In het evangelie komen we Maria opnieuw tegen. Ze is op bezoek bij haar nicht Elisabeth, evenals zij zwanger. Twee jonge moeders, draagster van het nieuwe leven, draagster van de belofte. En we horen haar profetie: trotsen van hart zullen het verliezen, heersers raken hun troon kwijt, maar geringen en hongerigen worden gehoord en beschermd. Dat is de les uit elke strijd, ook uit de oorlog in Irak van dit moment: met alleen de taal van wapens en macht is geen samenleving op te bouwen, daarvoor is een intuïtie van vrede nodig, de bereidheid om je in te leven in de ander, om gerechtigheid te zoeken die uit het hart komt, en niet uit een tank. Dat is de taal van God, die in ons hart klinkt: laat je raken door wie kwetsbaar durft zijn, door wie zich niet verhardt in woord en gebaar.
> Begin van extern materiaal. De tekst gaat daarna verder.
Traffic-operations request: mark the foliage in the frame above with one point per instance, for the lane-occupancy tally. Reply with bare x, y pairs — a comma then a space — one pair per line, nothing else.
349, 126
Wie een samenleving op wil bouwen waar mensen met elkaar kunnen leven zal een samenleving meten bouwen waar mensen voor elkaar opkomen, elkaar beschermen en ontzien, omdat ze weet hebben van elkaars breekbaarheid.

Toekomst

Het feest van Maria Ten Hemelopneming leert ons dat God toekomst geeft aan wie weet heeft van eigen zwakte, aan wie durft vertrouwen op de hulp van anderen. Als eersten van allen is Maria ten Hemel opgenomen, zo geeft zij aan dat het de bestemming is van elke mens om bij God te zijn. En de weg daarheen is de weg van geloof in zachte krachten, van vertrouwen in vreedzaamheid. Daar ligt de toekomst van de kerk: niet in een machtig instituut dat zich met pracht en onfeilbaarheid realiseert, maar een gemeenschap van mensen die oog hebben voor wat kwetsbaar is en weerloos, die niet hangen aan het verleden maar die zoekt naar nabijheid en verbondenheid, die durft vertrouwen op toekomst die God ons gunt.